Tasks/Objectives

1. Shine a laser beam at an angle into a container of water and measure how much the laser is refracted from its original path.
2. Calculate the index of refraction of water from your measurements.

Resources

• Laser clamped to a ring stand
• Clear plastic container full of water
• Ruler, meter stick
• Protractor
• Paper, masking tape

Background

Light can be thought of as both a wave in electric and magnetic fields traveling through space, or as a stream of photons. Both are useful models in certain situations. The wave model is useful for explaining the effects of refraction and polarization.
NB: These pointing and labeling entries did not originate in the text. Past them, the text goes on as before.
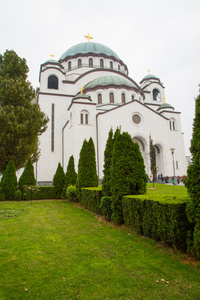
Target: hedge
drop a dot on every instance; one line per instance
(163, 219)
(39, 192)
(91, 198)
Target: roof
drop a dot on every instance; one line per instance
(84, 48)
(108, 80)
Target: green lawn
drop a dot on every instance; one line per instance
(57, 250)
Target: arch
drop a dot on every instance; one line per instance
(69, 65)
(111, 98)
(90, 62)
(79, 63)
(99, 98)
(156, 95)
(123, 98)
(84, 117)
(52, 82)
(101, 63)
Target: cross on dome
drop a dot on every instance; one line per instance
(88, 37)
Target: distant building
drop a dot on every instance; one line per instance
(88, 91)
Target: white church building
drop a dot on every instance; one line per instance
(86, 93)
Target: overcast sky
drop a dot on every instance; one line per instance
(160, 35)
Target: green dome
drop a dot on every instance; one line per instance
(89, 47)
(108, 80)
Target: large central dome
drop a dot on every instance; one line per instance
(89, 47)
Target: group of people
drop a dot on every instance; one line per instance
(166, 179)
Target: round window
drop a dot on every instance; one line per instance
(136, 119)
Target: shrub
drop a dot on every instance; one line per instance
(91, 198)
(9, 181)
(27, 177)
(105, 207)
(59, 181)
(71, 193)
(163, 220)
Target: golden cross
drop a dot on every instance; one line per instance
(88, 37)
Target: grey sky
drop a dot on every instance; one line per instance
(163, 36)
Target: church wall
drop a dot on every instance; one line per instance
(152, 124)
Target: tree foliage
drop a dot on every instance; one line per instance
(21, 120)
(152, 154)
(9, 181)
(192, 181)
(59, 180)
(87, 174)
(27, 177)
(127, 173)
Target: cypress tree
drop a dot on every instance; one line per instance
(70, 176)
(9, 181)
(192, 181)
(127, 173)
(59, 181)
(152, 154)
(87, 175)
(27, 177)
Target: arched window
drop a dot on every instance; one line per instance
(156, 95)
(101, 63)
(84, 117)
(79, 63)
(53, 82)
(99, 99)
(69, 65)
(111, 98)
(90, 62)
(172, 124)
(123, 98)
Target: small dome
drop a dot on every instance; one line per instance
(108, 80)
(86, 48)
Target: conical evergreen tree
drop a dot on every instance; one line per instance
(9, 181)
(128, 173)
(27, 177)
(87, 176)
(59, 181)
(192, 181)
(152, 154)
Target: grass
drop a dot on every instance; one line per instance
(58, 250)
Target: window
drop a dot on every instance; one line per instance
(52, 126)
(99, 99)
(90, 62)
(123, 98)
(111, 98)
(53, 82)
(172, 124)
(101, 63)
(79, 63)
(84, 117)
(156, 95)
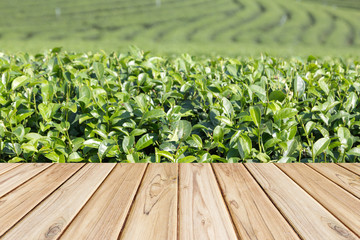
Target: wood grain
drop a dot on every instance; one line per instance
(31, 193)
(254, 215)
(310, 219)
(353, 167)
(17, 176)
(202, 210)
(4, 167)
(51, 217)
(341, 176)
(154, 212)
(104, 214)
(327, 193)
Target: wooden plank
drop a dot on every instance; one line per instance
(104, 214)
(4, 167)
(343, 177)
(52, 216)
(19, 202)
(309, 218)
(254, 215)
(353, 167)
(154, 212)
(202, 210)
(17, 176)
(327, 193)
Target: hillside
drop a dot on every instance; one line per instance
(232, 27)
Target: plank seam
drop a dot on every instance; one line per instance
(330, 212)
(332, 180)
(224, 201)
(132, 202)
(347, 169)
(67, 226)
(273, 202)
(17, 164)
(44, 198)
(51, 164)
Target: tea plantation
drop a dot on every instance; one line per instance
(210, 27)
(138, 107)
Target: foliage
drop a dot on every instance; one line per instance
(65, 107)
(231, 28)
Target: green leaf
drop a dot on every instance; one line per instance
(187, 159)
(197, 140)
(155, 113)
(309, 127)
(16, 160)
(53, 156)
(92, 143)
(299, 86)
(255, 114)
(181, 130)
(165, 154)
(225, 120)
(321, 145)
(47, 92)
(263, 157)
(85, 95)
(286, 113)
(19, 132)
(75, 157)
(128, 143)
(145, 141)
(324, 86)
(277, 96)
(244, 146)
(351, 101)
(259, 91)
(354, 151)
(105, 147)
(227, 106)
(138, 132)
(291, 147)
(29, 147)
(21, 115)
(218, 134)
(19, 82)
(99, 70)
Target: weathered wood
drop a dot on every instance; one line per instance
(343, 177)
(32, 193)
(104, 214)
(52, 216)
(353, 167)
(154, 212)
(4, 167)
(327, 193)
(202, 210)
(310, 219)
(17, 176)
(254, 215)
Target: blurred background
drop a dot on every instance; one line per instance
(210, 27)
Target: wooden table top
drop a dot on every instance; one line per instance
(179, 201)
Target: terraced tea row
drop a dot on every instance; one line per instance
(200, 23)
(133, 107)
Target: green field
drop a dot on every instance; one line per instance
(138, 107)
(226, 27)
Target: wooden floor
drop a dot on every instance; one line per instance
(179, 201)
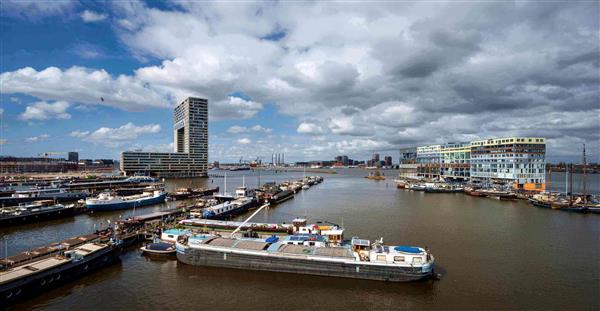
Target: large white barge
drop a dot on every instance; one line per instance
(308, 254)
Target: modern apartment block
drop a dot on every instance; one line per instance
(190, 157)
(517, 160)
(408, 167)
(429, 161)
(455, 160)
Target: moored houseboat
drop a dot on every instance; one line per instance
(40, 275)
(108, 202)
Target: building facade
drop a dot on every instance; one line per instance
(517, 160)
(73, 156)
(190, 156)
(455, 161)
(429, 161)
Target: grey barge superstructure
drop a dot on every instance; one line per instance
(308, 254)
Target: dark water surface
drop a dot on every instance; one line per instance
(492, 254)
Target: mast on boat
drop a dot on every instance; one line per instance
(584, 177)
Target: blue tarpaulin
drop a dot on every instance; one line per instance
(272, 239)
(407, 249)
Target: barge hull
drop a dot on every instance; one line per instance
(36, 217)
(126, 205)
(299, 266)
(52, 278)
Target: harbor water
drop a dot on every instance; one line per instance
(491, 254)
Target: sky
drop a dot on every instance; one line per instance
(308, 79)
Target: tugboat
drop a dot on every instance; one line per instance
(281, 196)
(158, 248)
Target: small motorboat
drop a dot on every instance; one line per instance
(158, 248)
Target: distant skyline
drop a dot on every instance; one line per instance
(311, 80)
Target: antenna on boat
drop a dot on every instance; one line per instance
(566, 179)
(248, 219)
(584, 179)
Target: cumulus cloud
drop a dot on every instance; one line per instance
(36, 139)
(45, 111)
(91, 17)
(114, 137)
(237, 129)
(309, 128)
(362, 72)
(234, 108)
(83, 85)
(34, 10)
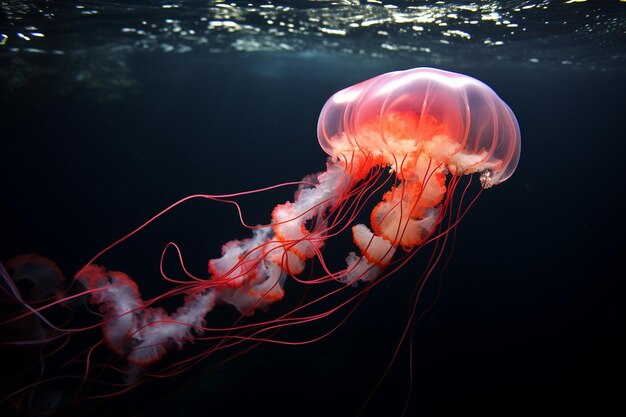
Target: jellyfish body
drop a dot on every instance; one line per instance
(425, 127)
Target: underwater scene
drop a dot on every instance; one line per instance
(312, 208)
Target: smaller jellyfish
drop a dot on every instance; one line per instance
(399, 145)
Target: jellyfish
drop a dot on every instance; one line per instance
(398, 146)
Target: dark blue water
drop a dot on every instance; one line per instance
(527, 317)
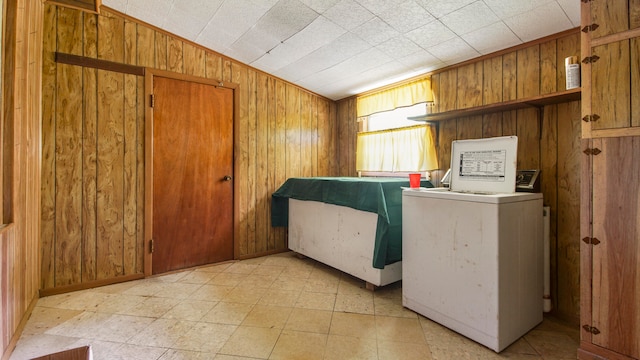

Refraction occurs because light travels at different speeds in different materials. The ratio between the speed of light in a material and its speed in a vacuum is the material’s index of refraction n. When a wavefront hits a boundary at an angle \theta_1 with the normal, the wavefronts get closer or farther apart depending on the difference in wave speed. Because the particles that make up the wave are interacting, the parts of a wave (i.e. the crests and troughs) must stay in contact, which forces the wave to bend by an angle given by n_1 \sin\theta_1 = n_2\sin\theta_2

Guideposts/Hints

You may devise your own preferred method of finding the angles of incidence and refraction the laser makes with the water/air surface, but the following suggestion may help: Mark a spot on a piece of paper and tape it to the table. Set the water container on top of the paper and move the stand holding the laser until the laser lands on the spot. Move the tank and make a second mark where the laser now falls. In the diagram below, the first and second spots will be at points A and B, respectively. Use trigonometry to figure out the angles (Hint: you will need to measure some heights and distances).